Every agent execution is automatically evaluated by an LLM judge that scores performance from 0-100. These scores drive automatic improvement suggestions and help you track agent quality over time.

## How It Works

<Steps>
  <Step title="Agent Executes">
    Your agent completes a run (triggered by user, schedule, or event)
  </Step>

  <Step title="Automatic Evaluation">
    Immediately after completion, an LLM judge analyzes the execution and assigns a score (0-100)
  </Step>

  <Step title="Score Recorded">
    Score is logged and displayed in run history
  </Step>

  <Step title="Improvement Suggestions">
    Low-scoring runs automatically trigger AI-generated improvement suggestions
  </Step>
</Steps>

<Note>
  **No configuration needed** - Evaluations run automatically on every execution. The system learns what "good" looks like based on your agent's goals and past performance.
</Note>

## What Gets Evaluated

The LLM judge assesses multiple dimensions:

<CardGroup cols={2}>
  <Card title="Accuracy" icon="bullseye">
    Did the agent correctly assess the situation and reach the right conclusion?
  </Card>

  <Card title="Completeness" icon="list-check">
    Did it gather all necessary information before deciding?
  </Card>

  <Card title="Tool Usage" icon="wrench">
    Were tools used appropriately and efficiently?
  </Card>

  <Card title="Output Quality" icon="sparkles">
    Is the response clear, well-formatted, and actionable?
  </Card>
</CardGroup>

## Evaluation Scores

Scores range from 0-100:

* **90-100**: Excellent - Agent performed optimally
* **75-89**: Good - Minor improvements possible
* **60-74**: Acceptable - Some issues identified
* **Below 60**: Needs improvement

## Improvement Workflow

When multiple runs show similar low-scoring patterns, the system automatically:

1. **Analyzes the execution** to identify specific issues
2. **Generates improvement suggestions** for your system prompt
3. **Shows "Suggested Improvements" panel** (see AI-Suggested Improvements)
4. **Lets you review and apply fixes** with one click

<Card title="AI-Suggested Improvements" icon="sparkles" href="/improving-agents/ai-suggested-improvements">
  Learn how to review and apply automatic improvement suggestions
</Card>

## Best Practices

<AccordionGroup>
  <Accordion title="Review Low-Scoring Runs" icon="magnifying-glass">
    When you see low scores, click into the run to understand what went wrong.
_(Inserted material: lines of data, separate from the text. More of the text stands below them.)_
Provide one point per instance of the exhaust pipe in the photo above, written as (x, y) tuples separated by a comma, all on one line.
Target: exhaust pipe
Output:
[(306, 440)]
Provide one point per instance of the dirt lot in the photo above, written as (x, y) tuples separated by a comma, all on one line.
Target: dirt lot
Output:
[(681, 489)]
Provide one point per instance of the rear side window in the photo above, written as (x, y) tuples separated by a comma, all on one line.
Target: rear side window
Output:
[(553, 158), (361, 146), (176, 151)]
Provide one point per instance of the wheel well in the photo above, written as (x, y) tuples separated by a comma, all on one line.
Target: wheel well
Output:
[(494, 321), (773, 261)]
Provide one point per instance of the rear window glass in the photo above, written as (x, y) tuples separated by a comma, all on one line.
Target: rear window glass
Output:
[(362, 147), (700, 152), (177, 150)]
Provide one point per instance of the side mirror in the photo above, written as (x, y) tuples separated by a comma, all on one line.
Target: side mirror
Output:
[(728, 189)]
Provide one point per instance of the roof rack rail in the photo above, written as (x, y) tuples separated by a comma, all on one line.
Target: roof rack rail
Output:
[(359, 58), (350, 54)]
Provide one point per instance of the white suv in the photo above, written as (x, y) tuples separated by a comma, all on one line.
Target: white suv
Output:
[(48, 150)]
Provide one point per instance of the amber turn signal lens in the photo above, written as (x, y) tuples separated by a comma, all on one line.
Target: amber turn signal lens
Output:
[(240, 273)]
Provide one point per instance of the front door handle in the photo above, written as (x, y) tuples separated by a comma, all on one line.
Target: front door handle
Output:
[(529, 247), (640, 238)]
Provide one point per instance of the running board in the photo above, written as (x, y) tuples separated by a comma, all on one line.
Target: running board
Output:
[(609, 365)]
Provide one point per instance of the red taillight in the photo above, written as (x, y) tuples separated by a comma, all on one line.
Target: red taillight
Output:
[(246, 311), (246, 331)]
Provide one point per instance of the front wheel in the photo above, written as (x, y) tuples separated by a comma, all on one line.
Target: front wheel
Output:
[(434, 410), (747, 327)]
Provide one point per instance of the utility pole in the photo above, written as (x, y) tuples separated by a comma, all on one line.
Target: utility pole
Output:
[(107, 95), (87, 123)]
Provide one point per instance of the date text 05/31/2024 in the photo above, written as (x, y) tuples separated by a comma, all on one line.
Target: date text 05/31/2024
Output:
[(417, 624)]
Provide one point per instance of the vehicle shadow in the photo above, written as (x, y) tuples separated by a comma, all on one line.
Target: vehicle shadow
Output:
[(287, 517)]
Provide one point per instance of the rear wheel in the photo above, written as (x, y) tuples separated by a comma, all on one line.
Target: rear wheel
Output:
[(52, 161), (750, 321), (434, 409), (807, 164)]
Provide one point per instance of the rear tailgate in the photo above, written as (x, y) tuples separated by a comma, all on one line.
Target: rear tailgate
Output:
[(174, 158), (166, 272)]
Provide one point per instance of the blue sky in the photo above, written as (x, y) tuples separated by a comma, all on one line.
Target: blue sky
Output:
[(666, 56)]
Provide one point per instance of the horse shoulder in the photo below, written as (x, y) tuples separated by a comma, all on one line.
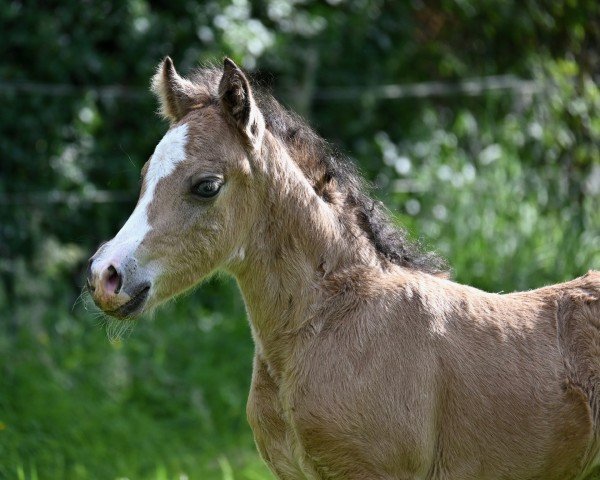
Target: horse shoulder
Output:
[(363, 403)]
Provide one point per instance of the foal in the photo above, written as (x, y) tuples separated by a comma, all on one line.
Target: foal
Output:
[(369, 363)]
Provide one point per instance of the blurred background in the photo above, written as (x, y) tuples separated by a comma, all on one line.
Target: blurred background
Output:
[(477, 122)]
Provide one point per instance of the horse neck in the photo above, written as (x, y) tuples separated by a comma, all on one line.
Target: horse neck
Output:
[(297, 241)]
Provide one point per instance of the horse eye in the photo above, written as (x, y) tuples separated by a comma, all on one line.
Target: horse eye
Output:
[(207, 188)]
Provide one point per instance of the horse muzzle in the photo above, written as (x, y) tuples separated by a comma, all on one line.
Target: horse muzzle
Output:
[(117, 285)]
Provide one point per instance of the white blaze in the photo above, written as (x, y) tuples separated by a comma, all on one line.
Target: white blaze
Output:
[(168, 154)]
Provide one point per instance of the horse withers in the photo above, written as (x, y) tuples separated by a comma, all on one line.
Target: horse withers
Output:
[(369, 362)]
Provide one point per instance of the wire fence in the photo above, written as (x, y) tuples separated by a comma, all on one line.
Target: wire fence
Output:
[(469, 87)]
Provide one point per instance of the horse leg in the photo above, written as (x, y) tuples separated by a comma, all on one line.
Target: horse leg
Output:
[(273, 437)]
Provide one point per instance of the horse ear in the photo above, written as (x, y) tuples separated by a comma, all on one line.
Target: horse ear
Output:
[(238, 103), (176, 95)]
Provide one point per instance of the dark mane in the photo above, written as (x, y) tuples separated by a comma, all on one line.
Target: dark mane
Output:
[(336, 179)]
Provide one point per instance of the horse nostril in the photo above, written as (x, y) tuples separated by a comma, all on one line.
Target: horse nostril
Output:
[(113, 280), (88, 274)]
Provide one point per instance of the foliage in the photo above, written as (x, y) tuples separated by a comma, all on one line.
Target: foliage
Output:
[(505, 184)]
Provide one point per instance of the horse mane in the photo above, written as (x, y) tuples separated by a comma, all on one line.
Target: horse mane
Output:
[(335, 178)]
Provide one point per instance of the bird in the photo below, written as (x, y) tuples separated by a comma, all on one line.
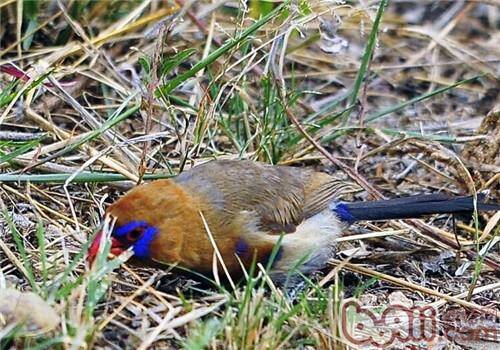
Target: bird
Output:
[(252, 212)]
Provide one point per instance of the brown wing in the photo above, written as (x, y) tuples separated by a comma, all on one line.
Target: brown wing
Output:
[(282, 196)]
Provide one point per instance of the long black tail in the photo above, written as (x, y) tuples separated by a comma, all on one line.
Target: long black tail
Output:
[(411, 207)]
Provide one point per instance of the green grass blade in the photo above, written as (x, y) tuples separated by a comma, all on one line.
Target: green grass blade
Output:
[(85, 176), (367, 56), (22, 251), (24, 148)]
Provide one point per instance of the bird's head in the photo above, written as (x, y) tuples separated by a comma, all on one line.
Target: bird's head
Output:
[(138, 217)]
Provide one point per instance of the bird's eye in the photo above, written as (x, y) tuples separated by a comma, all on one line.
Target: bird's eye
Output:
[(135, 234)]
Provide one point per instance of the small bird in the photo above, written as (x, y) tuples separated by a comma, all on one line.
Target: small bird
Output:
[(244, 209)]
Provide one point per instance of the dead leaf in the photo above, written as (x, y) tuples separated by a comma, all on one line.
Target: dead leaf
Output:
[(27, 309)]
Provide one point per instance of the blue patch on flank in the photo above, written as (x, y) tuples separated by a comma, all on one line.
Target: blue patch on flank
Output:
[(342, 211), (141, 247), (241, 247)]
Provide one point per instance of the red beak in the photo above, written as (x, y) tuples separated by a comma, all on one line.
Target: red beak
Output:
[(116, 248)]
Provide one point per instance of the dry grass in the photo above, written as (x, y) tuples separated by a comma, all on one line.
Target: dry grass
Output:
[(118, 92)]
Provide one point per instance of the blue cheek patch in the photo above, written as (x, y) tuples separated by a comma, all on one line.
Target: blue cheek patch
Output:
[(342, 212), (141, 247), (125, 229)]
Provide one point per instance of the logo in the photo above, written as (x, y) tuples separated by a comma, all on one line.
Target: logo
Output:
[(399, 325)]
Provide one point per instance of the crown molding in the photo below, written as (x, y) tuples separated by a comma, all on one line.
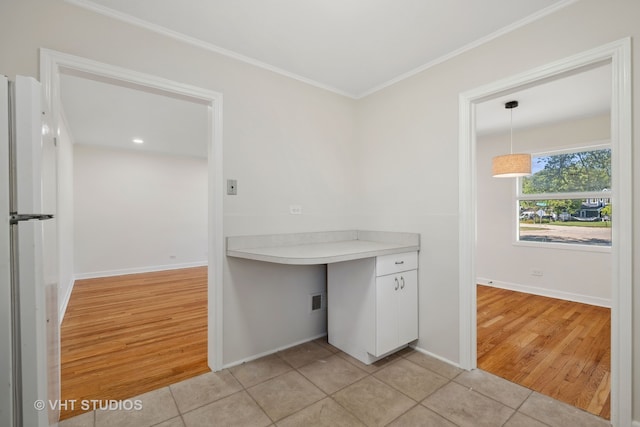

The evaluation breakdown shows exactly what needs improvement.
  </Accordion>

  <Accordion title="Apply Suggested Improvements" icon="wand-magic-sparkles">
    Don't ignore the "Suggested Improvements" panel. Most issues can be fixed by accepting the AI-generated prompt changes.
  </Accordion>

  <Accordion title="Track Trends, Not Individual Runs" icon="chart-area">
    One low score isn't a problem. Look for patterns - if average score is declining or consistently low for certain scenarios, take action.
  </Accordion>

  <Accordion title="Complement with Manual Feedback" icon="thumbs-up">
    Evaluations are automatic, but you can also provide thumbs up/down feedback to give additional signal about what's working.
  </Accordion>
</AccordionGroup>

## What Makes a Good Score?

<Warning>
  **Don't aim for perfect 100s** - Agents don't need to be perfect, they need to be useful. A consistent 80-90 range usually indicates a well-tuned agent.
</Warning>

Focus on:

* **Consistency**: Is the agent reliable across different scenarios?
* **Improvement**: Are scores trending upward after applying suggestions?
* **User satisfaction**: Do evaluation scores align with user feedback?